Other areas of revenue include investments, which secured $0.98 billion for the Scheme in 2019. This, however, did not include earnings from the Berbice Bridge Company Inc (BBCI).

The value of the NIS investment portfolio at the end of 2019 was $27.450 billion. The returns, therefore, represented a mere 3.6% on the value of the investment. In 2018, a $0.95 billion return was 3.2% of the investment value.

The report explains that these returns are affected by the weak financial performance of BBCI in which NIS holds $500 million in Subordinated Loan Stock and $124.032 million in Preference Shares.

“No interest has been received from the preference shares since 2014 and for the subordinated loan stock a small portion of interest outstanding since 2015 has been received by the Scheme,” an attached audit from TSD Lal & Co notes.

The auditor explains that because of this, the capital portions are considered irrecoverable.

“No provision for expected credit losses were made for these investments… no income should be recognized on this investment since it is impaired,” they concluded.

While total income has increased by more than 11%, expenses have also increased by 7.8% to $23.887 billion.

According to the report, approximately $23.887 billion was paid out as benefits, while approximately $2.366 billion was expended on administrative expenses.

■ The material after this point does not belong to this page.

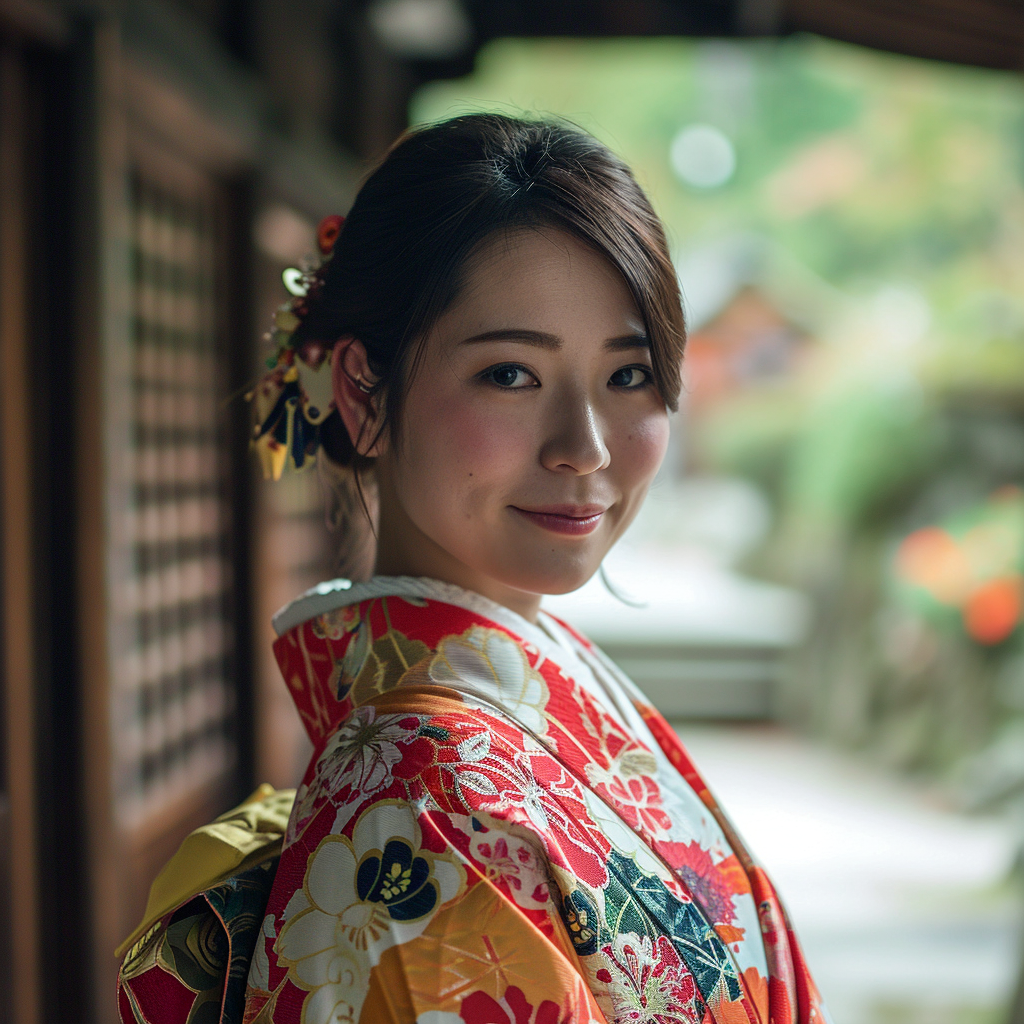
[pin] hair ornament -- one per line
(286, 422)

The majority of the benefits, 92.4% or $22.062 billion, were paid out from the Scheme’s long term branch for old-age pensions and grants, invalidity pensions and grants, survivors’ pensions and grants, and funeral grants.

A total of 38,175 old-age pensions at an average of $31,642 per month was paid throughout the year totaling $19.097 billion.

Short term benefits paid in 2019 totalled $1.589 billion or 6.6% of the total while the industrial benefits paid equaled $0.236 billion or 1%.